GH-3495: Optimize PlainValuesWriter with direct ByteBuffer slab writes (~2.5x encode speedup) by iemejia · Pull Request #3496 · apache/parquet-java

iemejia · 2026-04-19T14:12:54Z

Summary

Closes #3495.

Two-commit PR optimizing PlainValuesWriter and following up with API cleanup of the now-unused LittleEndianDataOutputStream wrapper.

Commit 1 — `PlainValuesWriter` direct ByteBuffer writes

Removes the LittleEndianDataOutputStream layer between PlainValuesWriter and CapacityByteArrayOutputStream. Adds writeInt(int)/writeLong(long) methods on CBOS that write directly to its internal ByteBuffer slabs (set to LITTLE_ENDIAN), making the value write a single HotSpot intrinsic instead of a 4-byte decomposition through a temp array and an OutputStream chain.

IntEncodingBenchmark.encodePlain (100k INT32 / invocation, JMH -wi 5 -i 10 -f 2):

Pattern	Before (ops/s)	After (ops/s)	Improvement
SEQUENTIAL	20,944,860	53,231,121	+154% (2.55x)
RANDOM	20,613,242	53,419,118	+160%
LOW_CARDINALITY	20,749,103	53,510,247	+158%
HIGH_CARDINALITY	20,521,786	52,825,012	+157%

The same code path is shared by writeLong, writeFloat, writeDouble, and the length prefix in writeBytes(Binary), so PLAIN-encoded INT64/FLOAT/DOUBLE/BINARY columns benefit too. Decode benchmarks (decodePlain etc.) are unchanged, as expected.

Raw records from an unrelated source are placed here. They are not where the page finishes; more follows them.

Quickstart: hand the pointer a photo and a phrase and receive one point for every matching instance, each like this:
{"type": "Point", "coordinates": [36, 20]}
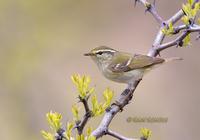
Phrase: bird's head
{"type": "Point", "coordinates": [102, 55]}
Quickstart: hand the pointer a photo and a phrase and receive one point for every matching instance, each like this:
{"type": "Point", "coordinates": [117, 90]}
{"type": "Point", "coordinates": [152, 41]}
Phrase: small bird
{"type": "Point", "coordinates": [124, 67]}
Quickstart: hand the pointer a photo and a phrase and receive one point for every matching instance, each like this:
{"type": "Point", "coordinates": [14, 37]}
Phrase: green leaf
{"type": "Point", "coordinates": [47, 135]}
{"type": "Point", "coordinates": [82, 84]}
{"type": "Point", "coordinates": [146, 133]}
{"type": "Point", "coordinates": [75, 112]}
{"type": "Point", "coordinates": [54, 120]}
{"type": "Point", "coordinates": [185, 20]}
{"type": "Point", "coordinates": [108, 95]}
{"type": "Point", "coordinates": [186, 41]}
{"type": "Point", "coordinates": [191, 2]}
{"type": "Point", "coordinates": [91, 137]}
{"type": "Point", "coordinates": [89, 131]}
{"type": "Point", "coordinates": [68, 131]}
{"type": "Point", "coordinates": [80, 137]}
{"type": "Point", "coordinates": [168, 30]}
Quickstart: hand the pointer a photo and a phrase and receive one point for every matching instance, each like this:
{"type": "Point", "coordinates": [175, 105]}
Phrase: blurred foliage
{"type": "Point", "coordinates": [146, 133]}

Commit 2 — Deprecate `LittleEndianDataOutputStream`, remove last wrapper usages

Pure API cleanup, no measurable performance impact. After commit 1, FixedLenByteArrayPlainValuesWriter and DeltaLengthByteArrayValuesWriter were the last two production usages of LittleEndianDataOutputStream. Both wrapped a CapacityByteArrayOutputStream only to call Binary.writeTo(out), which goes through OutputStream.write(byte[], int, int) — the wrapper added nothing for that call. Removing the wrapper allows marking LittleEndianDataOutputStream as @Deprecated (kept for binary compatibility, scheduled for removal in a future major).

Benchmarks for the two touched paths (BinaryEncodingBenchmark, JMH -wi 5 -i 10 -f 3, 30 samples per row) are within ±5% with allocation rates per op unchanged within 2% — consistent with noise rather than a real effect either way. Rationale is code health (one fewer wrapper layer, deprecation of an internal-shaped public class), not performance. Full numbers are in the commit message.

Validation

parquet-column: 573 tests pass
parquet-common: 308 tests pass
Built with -Dspotless.check.skip=true -Drat.skip=true -Djapicmp.skip=true

How to reproduce the benchmarks

The JMH benchmarks cited above are being added to parquet-benchmarks in #3512. Once that lands, reproduce with:

./mvnw clean package -pl parquet-benchmarks -DskipTests \
    -Dspotless.check.skip=true -Drat.skip=true -Djapicmp.skip=true
java -jar parquet-benchmarks/target/parquet-benchmarks.jar 'IntEncodingBenchmark.encodePlain' \
    -wi 5 -i 10 -f 3

Compare runs against master (baseline) and this branch (optimized).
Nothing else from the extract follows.